Inlining accessor members
I see nothing but benefit by doing things like this.
I consider this to be FAR superior to macros because a macro happens at the pre-processor (prior to the compiler). And the pre-proccessor has no type checks. Which leads me to....
Macros
Here is a good SO post on the pitfalls of macros. Mats Petersson's answer pretty much sums up my thoughts on macros.

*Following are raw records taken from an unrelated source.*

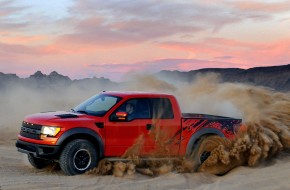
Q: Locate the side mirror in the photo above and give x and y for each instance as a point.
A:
(121, 116)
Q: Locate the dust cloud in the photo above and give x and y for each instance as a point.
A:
(265, 114)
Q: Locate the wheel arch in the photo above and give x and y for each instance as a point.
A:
(198, 135)
(82, 133)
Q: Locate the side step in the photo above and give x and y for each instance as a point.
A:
(117, 159)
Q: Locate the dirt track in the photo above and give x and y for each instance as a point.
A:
(16, 173)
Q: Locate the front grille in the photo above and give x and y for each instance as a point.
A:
(30, 130)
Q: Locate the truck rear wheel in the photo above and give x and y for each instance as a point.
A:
(203, 149)
(78, 156)
(37, 163)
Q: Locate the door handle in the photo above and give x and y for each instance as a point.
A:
(149, 126)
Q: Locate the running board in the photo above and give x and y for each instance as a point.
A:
(115, 159)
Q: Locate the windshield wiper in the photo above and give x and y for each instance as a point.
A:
(82, 111)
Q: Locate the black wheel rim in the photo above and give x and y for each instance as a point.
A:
(204, 156)
(82, 159)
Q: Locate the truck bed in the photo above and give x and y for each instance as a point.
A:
(204, 116)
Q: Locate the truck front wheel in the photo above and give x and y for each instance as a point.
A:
(78, 156)
(37, 163)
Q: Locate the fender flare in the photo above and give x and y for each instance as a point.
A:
(198, 134)
(82, 131)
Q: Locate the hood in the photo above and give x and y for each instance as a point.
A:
(58, 117)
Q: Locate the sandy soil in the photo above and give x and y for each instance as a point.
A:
(16, 173)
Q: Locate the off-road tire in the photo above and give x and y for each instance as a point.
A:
(203, 148)
(37, 163)
(78, 156)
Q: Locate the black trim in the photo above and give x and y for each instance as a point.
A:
(198, 134)
(82, 131)
(38, 150)
(64, 116)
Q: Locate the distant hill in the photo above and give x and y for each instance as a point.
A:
(276, 77)
(53, 81)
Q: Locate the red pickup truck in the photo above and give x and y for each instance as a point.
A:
(109, 123)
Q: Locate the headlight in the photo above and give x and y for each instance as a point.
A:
(49, 131)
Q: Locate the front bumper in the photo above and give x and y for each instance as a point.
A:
(38, 150)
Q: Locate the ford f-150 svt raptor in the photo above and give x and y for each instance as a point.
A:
(109, 123)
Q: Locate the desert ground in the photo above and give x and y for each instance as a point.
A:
(265, 112)
(16, 173)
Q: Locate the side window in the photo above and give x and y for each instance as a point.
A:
(162, 108)
(138, 108)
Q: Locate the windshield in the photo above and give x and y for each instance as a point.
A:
(97, 105)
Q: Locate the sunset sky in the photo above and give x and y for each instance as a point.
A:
(113, 38)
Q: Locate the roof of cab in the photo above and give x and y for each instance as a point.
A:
(135, 94)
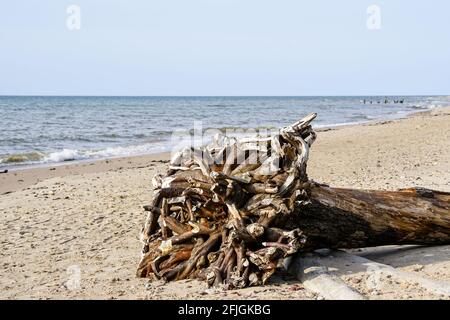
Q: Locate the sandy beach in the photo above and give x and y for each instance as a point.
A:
(72, 231)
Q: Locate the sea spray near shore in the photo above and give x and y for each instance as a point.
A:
(37, 130)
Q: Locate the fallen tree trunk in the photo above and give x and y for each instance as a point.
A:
(230, 212)
(348, 218)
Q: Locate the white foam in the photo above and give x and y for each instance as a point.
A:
(64, 155)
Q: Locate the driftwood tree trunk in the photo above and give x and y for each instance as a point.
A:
(348, 218)
(230, 212)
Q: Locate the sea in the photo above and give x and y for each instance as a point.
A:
(49, 130)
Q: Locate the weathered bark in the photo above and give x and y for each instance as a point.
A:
(230, 212)
(348, 218)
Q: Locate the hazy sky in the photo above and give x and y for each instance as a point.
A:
(224, 47)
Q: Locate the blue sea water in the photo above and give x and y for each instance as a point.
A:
(35, 130)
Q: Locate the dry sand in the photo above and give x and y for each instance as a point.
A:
(72, 231)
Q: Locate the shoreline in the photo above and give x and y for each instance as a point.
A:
(28, 176)
(27, 166)
(87, 217)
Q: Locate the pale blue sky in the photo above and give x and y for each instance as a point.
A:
(224, 47)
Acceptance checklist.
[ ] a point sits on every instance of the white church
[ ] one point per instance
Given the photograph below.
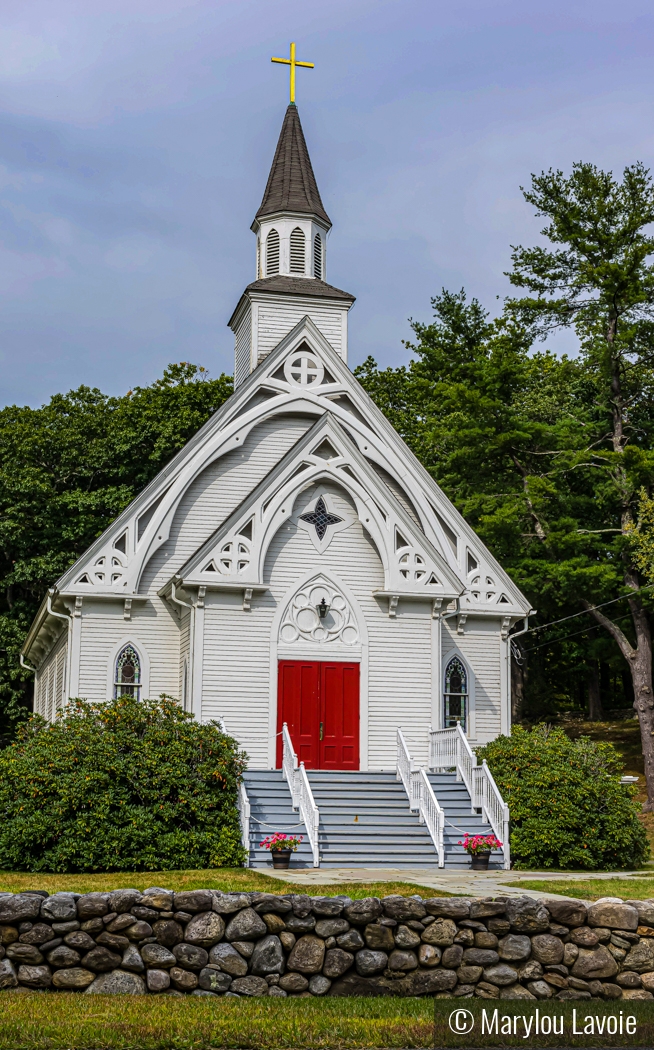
(294, 563)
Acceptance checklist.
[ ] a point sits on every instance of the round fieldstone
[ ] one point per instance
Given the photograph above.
(501, 974)
(378, 938)
(247, 925)
(132, 961)
(26, 953)
(74, 979)
(207, 928)
(157, 980)
(514, 948)
(250, 986)
(157, 957)
(293, 982)
(332, 927)
(441, 932)
(101, 960)
(59, 907)
(547, 949)
(211, 980)
(308, 954)
(35, 977)
(17, 907)
(228, 959)
(90, 905)
(368, 962)
(399, 960)
(80, 941)
(268, 957)
(183, 980)
(428, 956)
(319, 985)
(405, 938)
(452, 957)
(351, 941)
(168, 932)
(40, 933)
(8, 978)
(594, 964)
(360, 912)
(337, 962)
(117, 983)
(63, 956)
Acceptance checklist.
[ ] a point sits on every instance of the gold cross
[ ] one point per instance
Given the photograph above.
(292, 62)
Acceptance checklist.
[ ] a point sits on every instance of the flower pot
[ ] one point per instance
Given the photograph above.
(479, 862)
(281, 858)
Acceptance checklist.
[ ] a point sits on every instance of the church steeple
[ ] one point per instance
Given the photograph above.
(291, 183)
(291, 228)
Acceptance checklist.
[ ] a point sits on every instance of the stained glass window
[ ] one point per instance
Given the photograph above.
(127, 680)
(456, 695)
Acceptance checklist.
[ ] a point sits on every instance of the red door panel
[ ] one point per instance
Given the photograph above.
(320, 704)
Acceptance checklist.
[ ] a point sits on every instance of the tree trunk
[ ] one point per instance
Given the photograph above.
(594, 698)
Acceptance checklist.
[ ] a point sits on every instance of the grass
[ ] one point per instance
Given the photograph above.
(229, 880)
(68, 1022)
(590, 889)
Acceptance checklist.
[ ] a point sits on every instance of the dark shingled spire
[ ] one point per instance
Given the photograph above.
(292, 184)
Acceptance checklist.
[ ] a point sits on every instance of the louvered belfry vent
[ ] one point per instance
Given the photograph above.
(297, 251)
(272, 254)
(318, 256)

I do use them occasionally, but this is pushing the boundaries of good taste (and is on-deck for refactor due to type ambiguity)...
#ifndef max
#define max( a, b ) ( ((a) > (b)) ? (a) : (b) )
#endif
#ifndef min
#define min( a, b ) ( ((a) < (b)) ? (a) : (b) )
#endif
I would, however, consider platform abstraction to be a generally-acceptable use of macros...
#ifndef STM32F4XX
// To maintain uniformity with ST's code in an non-ST env...
#define I2C_Direction_Transmitter ((uint8_t)0x00)

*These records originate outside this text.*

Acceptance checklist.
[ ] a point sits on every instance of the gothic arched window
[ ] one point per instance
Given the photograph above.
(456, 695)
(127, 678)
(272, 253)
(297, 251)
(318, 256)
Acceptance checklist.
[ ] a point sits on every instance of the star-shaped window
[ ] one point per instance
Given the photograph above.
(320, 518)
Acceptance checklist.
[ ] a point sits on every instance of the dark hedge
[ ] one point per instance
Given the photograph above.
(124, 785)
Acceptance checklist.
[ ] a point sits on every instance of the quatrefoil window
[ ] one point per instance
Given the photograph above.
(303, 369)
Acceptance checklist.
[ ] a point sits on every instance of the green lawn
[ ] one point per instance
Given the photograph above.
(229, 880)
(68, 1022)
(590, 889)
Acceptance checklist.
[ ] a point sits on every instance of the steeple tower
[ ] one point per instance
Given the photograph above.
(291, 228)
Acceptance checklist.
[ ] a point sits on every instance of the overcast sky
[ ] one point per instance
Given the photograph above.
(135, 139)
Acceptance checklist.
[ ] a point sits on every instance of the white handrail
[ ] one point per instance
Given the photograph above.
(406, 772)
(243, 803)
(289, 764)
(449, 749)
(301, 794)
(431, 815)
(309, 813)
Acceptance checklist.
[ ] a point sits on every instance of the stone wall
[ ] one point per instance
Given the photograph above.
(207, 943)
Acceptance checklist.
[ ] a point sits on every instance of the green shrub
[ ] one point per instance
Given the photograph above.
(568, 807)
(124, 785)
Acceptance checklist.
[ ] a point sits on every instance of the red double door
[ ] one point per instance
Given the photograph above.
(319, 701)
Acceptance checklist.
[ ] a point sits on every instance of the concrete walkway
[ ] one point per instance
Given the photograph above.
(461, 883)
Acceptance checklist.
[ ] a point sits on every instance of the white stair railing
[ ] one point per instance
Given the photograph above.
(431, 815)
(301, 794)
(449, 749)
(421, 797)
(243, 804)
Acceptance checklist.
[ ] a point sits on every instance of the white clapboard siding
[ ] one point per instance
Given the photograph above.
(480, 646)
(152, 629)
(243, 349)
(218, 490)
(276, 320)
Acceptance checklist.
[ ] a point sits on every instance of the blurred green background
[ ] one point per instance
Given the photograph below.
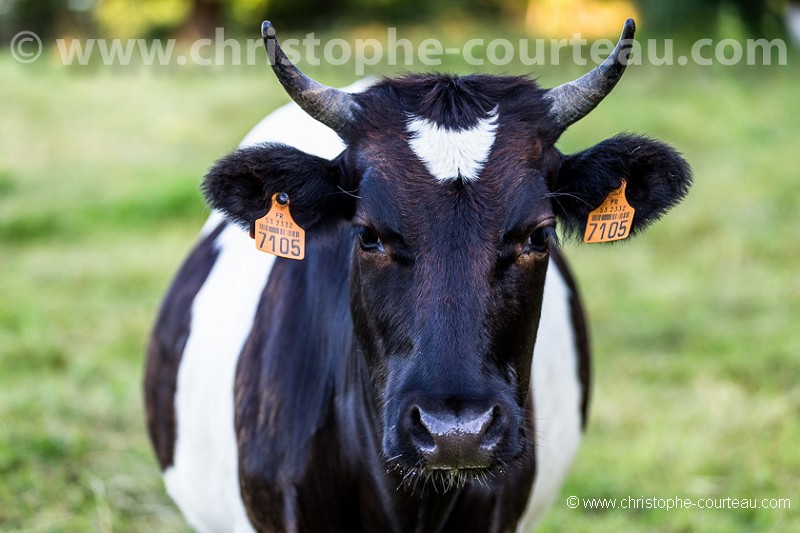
(695, 323)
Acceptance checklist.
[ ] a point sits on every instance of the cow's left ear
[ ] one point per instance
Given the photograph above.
(657, 179)
(242, 183)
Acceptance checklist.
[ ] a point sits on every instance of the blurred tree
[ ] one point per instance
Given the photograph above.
(699, 17)
(199, 18)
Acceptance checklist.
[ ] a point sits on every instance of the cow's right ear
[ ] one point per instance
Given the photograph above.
(242, 183)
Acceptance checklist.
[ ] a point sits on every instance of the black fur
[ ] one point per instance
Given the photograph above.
(350, 345)
(657, 179)
(242, 183)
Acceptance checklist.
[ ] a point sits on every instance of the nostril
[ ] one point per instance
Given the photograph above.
(419, 433)
(493, 430)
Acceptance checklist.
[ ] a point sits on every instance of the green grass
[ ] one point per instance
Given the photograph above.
(695, 324)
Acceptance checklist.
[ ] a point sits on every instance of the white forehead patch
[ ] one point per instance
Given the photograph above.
(453, 154)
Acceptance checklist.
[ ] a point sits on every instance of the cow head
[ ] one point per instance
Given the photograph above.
(454, 189)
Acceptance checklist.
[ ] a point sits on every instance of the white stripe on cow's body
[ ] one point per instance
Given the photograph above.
(204, 477)
(557, 397)
(452, 154)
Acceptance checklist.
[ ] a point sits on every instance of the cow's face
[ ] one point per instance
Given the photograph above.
(453, 189)
(452, 233)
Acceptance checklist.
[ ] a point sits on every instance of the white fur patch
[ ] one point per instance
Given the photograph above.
(453, 154)
(556, 398)
(204, 477)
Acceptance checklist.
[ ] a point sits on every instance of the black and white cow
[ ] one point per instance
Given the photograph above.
(426, 367)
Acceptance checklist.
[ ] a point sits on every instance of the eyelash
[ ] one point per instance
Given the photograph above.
(369, 240)
(538, 241)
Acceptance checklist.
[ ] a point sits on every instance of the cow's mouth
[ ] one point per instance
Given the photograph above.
(441, 479)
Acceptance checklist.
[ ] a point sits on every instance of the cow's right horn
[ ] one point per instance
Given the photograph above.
(332, 107)
(574, 100)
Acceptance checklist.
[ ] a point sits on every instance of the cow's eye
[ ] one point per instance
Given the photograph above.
(538, 241)
(369, 240)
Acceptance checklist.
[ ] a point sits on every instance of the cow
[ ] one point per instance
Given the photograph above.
(425, 367)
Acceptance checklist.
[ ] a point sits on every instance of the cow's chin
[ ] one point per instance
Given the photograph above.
(441, 479)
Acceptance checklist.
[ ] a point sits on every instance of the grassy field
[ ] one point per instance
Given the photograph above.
(695, 324)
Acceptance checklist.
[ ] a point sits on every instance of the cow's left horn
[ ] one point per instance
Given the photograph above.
(574, 100)
(332, 107)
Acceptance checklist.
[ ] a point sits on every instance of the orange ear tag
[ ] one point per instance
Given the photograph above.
(277, 233)
(612, 220)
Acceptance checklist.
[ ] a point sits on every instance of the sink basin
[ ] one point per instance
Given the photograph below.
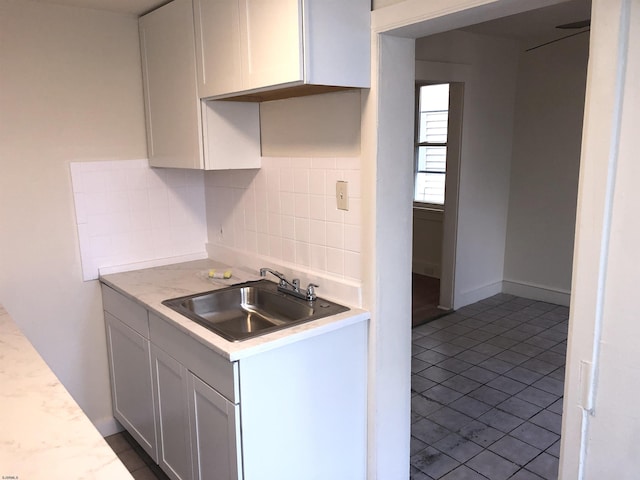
(250, 309)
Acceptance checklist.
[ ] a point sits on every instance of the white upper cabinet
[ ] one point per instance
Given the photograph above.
(172, 106)
(246, 47)
(178, 122)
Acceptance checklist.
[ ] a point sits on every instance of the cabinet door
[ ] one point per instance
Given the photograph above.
(215, 433)
(174, 440)
(131, 390)
(217, 25)
(172, 105)
(271, 42)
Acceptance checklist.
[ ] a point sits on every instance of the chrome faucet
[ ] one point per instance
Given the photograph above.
(291, 287)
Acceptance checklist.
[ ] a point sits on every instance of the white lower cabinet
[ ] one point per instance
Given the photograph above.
(295, 411)
(131, 389)
(215, 435)
(174, 440)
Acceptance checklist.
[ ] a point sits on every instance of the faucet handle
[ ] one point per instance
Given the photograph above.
(311, 292)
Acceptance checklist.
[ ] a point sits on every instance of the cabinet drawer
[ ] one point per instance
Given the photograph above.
(214, 369)
(127, 311)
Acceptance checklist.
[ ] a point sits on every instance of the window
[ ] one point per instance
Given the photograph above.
(431, 143)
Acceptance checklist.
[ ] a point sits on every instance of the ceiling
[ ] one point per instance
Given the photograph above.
(533, 27)
(537, 26)
(132, 7)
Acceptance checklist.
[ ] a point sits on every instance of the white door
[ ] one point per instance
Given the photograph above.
(174, 440)
(169, 74)
(130, 368)
(272, 42)
(217, 24)
(215, 433)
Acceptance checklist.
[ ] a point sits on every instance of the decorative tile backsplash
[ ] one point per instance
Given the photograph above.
(287, 212)
(128, 213)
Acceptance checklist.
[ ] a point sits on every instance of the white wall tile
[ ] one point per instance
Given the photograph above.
(352, 268)
(286, 180)
(301, 202)
(335, 235)
(317, 182)
(335, 261)
(287, 203)
(318, 257)
(302, 229)
(288, 250)
(287, 223)
(301, 180)
(317, 232)
(129, 213)
(352, 238)
(317, 207)
(296, 218)
(303, 254)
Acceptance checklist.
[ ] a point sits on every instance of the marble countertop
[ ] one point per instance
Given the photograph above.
(43, 432)
(151, 286)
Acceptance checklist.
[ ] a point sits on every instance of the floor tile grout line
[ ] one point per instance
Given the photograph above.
(546, 344)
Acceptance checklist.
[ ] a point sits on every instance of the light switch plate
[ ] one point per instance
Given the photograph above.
(342, 195)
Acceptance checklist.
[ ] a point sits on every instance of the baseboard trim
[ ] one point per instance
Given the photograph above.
(425, 268)
(537, 292)
(108, 426)
(472, 296)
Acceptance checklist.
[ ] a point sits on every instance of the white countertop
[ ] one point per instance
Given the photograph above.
(151, 286)
(43, 432)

#define I2C_Direction_Receiver ((uint8_t)0x01)
#define IS_I2C_DIRECTION(DIRECTION) (((DIRECTION) == I2C_Direction_Transmitter) || \
((DIRECTION) == I2C_Direction_Receiver))
#endif
A note regarding tool-choices and graphanalysis
I refuse to use an auto-formatter. I do all of my programming in a glorified text-editor (JEdit / Atom / TextPad) with no auto-complete and no auto-formatting. The one exception to this is java, where I will use Eclipse or IntelliJ for the sake of using the other tools surrounding the Java (Android layout editor, ADB front-end, etc).

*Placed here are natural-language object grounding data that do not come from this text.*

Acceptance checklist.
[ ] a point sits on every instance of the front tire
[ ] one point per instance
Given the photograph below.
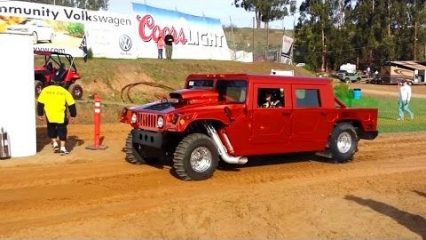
(38, 86)
(343, 143)
(195, 157)
(133, 156)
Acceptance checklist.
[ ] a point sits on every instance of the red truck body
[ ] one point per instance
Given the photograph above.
(303, 120)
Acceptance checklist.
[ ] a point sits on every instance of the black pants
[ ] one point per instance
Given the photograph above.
(55, 130)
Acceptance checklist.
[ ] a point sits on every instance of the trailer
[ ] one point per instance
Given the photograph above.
(394, 71)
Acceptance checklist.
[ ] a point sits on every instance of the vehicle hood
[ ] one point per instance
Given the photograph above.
(195, 96)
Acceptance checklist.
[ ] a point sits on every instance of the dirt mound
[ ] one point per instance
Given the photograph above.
(96, 194)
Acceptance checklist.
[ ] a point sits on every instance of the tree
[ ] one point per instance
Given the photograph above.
(265, 10)
(86, 4)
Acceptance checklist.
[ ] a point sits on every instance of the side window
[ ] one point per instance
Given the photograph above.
(270, 98)
(308, 98)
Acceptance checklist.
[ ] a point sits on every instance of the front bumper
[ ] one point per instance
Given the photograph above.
(369, 135)
(148, 138)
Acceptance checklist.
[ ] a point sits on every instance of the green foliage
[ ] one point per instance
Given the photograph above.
(75, 29)
(367, 33)
(343, 93)
(388, 110)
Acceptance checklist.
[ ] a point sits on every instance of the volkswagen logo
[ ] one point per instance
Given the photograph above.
(125, 43)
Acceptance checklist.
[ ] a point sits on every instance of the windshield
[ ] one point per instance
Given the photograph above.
(200, 83)
(232, 90)
(229, 90)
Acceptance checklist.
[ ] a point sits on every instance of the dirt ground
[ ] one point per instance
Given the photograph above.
(97, 195)
(418, 91)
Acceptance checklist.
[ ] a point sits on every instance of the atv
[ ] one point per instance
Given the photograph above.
(57, 67)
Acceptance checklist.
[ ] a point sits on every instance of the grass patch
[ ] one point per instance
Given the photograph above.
(388, 110)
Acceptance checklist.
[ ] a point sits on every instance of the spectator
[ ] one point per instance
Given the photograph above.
(160, 47)
(404, 99)
(53, 102)
(269, 103)
(169, 39)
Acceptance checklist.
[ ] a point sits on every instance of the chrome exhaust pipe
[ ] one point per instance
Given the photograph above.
(223, 152)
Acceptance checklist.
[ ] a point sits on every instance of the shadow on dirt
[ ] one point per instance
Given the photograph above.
(73, 141)
(43, 140)
(422, 194)
(413, 222)
(273, 160)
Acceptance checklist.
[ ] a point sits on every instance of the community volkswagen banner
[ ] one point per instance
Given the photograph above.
(62, 29)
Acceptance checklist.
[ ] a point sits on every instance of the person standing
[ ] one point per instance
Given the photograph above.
(160, 47)
(169, 39)
(53, 103)
(404, 100)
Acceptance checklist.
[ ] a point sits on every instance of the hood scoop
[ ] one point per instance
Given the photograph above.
(195, 96)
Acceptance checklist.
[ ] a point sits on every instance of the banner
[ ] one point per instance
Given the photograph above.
(110, 35)
(195, 37)
(61, 29)
(287, 50)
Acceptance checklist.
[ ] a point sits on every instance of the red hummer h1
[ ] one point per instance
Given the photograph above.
(229, 117)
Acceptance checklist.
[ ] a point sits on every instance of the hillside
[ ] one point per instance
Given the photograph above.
(107, 78)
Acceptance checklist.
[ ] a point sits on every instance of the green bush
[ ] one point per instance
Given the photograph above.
(75, 29)
(344, 94)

Why would I be so masochistic?
- Tools that engender dependency are very dangerous tools.
- I consider this to be perfect legible commentary. Feed it into the autoformatter of your choice, and watch it become illegible. Tools that are easy-to-use and wreck perfectly good information are very dangerous tools.
- Buried in this class's whitespace are strong clues to its phylogeny.
That last point is subtle. But here is a simple example.
Take this comment block, and contrast it with this one. Notice that they are different widths. There are a number of reasons this might be the case. But considering that the flavor of the block is the same, the most likely is that the same author is using another (already extant) class as fodder for copy-pasta. A fuzzier version of the same conclusion could be drawn from hard vs soft tabbing that is intermixed in the same file; Either several authors, or a passage of time touched this file between edits.
If I were hunting a bug, I could then use that whitespace difference to find the functional boundaries of the edits, and looks for mistakes on the interface. Either the authors were not aware of how the other thought (if there were really two authors), or the same author let too many moons pass, and then dove into a feature addition with an insufficient re-read of his own code. Any experienced programmer who is honest with vimself realizes that he has done both.
After all... whitespace is part of the code, and I can only assume that the person who put it there did it for a reason (if if that reason was "copy-paste").
I've been trying to convert all of my commentary into a format that Doxygen can parse and use. But to use an autoformatter to achieve that end on someone else's code is wrecking perfectly good information that (if you are a detail-oriented reader) would help you better understand the program, and not merely the code.